Homeowners are having crucial insurance valuations carried out by companies whose staff lack professional qualifications and are not subject to industry controls.
The Property Institute has expressed concern about the growth of "sum-insured" valuation companies, and Land Information Minister Maurice Williamson has sought advice on the issue.
Since insurance companies began refusing to insure homes on a full-replacement, whatever-the-cost basis, in favour of a cap on how much they will pay out in the event of disaster, numerous private companies have started offering valuation services.
However, some of them do not have registered valuers or quantity surveyors on their staff - and so cannot be challenged if they get their valuations wrong. If valuations are wrong, customers can end up underinsured if disaster strikes, or they may be paying more than they need to for a policy.
Wellington resident Tracy Hinton bought a report from one of the new companies, Sum Insured Associates, at a discounted rate through internet site Groupy.
She paid $387 for the report, which normally costs $774. "They were on site for no more than 30 minutes, they took measurements and asked if they could take photos too," Hinton said.
"[They] left saying that an email report will be sent within the week."
When it arrived, she was surprised by the lack of information in it, as well as inaccuracies. The report said the house had a open fire, which it does not, and did not mention anything about the building materials used, she said.
It estimated the sum insured at $424,000. But Hinton says she does not know if she can trust that figure. "I have no idea if it is right . . . I spotted one inaccuracy, what else is wrong?"
Sum Insured Associates director Scott Stevens said none of his staff were registered valuers or quantity surveyors.
He believed his firm could do a better job than most ordinary people at estimating how much a house should be insured for. "They can do it themselves or, if they want to go to the other extreme, they can get a valuer to do it."
In Hinton's case, he said the house did have an open fireplace, which had been blocked up by a gas heater. The company did not have indemnity insurance to cover mistakes and could not be taken to the valuers' disciplinary board if a property was underinsured as a result of its valuations, he said.
The Property Institute, representing valuers, said it was concerned by the growth of unqualified firms. Its chief executive David Clark said there was no regulation that specifically covered them. "There's nothing requiring that someone offering sum-insured valuations be a registered valuer or quantity surveyor."
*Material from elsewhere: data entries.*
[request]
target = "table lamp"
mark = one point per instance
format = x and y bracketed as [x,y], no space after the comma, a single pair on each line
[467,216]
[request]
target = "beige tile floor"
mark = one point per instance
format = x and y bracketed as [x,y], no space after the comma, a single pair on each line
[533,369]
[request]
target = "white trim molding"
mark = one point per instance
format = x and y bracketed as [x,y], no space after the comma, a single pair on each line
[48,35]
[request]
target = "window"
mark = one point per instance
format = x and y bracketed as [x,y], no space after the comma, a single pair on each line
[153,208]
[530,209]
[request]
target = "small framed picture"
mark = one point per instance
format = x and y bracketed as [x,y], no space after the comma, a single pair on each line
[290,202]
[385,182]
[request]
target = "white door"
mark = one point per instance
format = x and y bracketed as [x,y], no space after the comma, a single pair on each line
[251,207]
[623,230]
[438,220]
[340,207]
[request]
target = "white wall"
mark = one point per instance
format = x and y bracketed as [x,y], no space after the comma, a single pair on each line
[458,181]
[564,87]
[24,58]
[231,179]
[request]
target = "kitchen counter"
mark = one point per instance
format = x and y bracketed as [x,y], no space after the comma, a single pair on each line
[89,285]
There was also no requirement to have professional indemnity insurance. Williamson said last week it was the first time such concerns had been brought to his attention.
The Ministry of Business, Innovation and Employment said such services were covered under the Consumer Guarantees Act and Fair Trading Act.
"If the consumer can prove a breach of guarantee, they are entitled to remedies including consequential loss."
Over the past year insurance companies have moved almost completely to offering insurance on a "sum-insured" basis.
Previously insurers would pay to rebuild your home with no upper limit. Now the "sum-insured" value is as high as they will go.
The change was prompted by concerns from reinsurers after the Christchurch quakes.
Most sum-insured valuations are done by registered valuers and, if there is a dispute, customers can appeal to the Valuers Registration Board, which is responsible for discipline and standards.
Some businesses are offering valuations without being registered or having insurance to cover mistakes.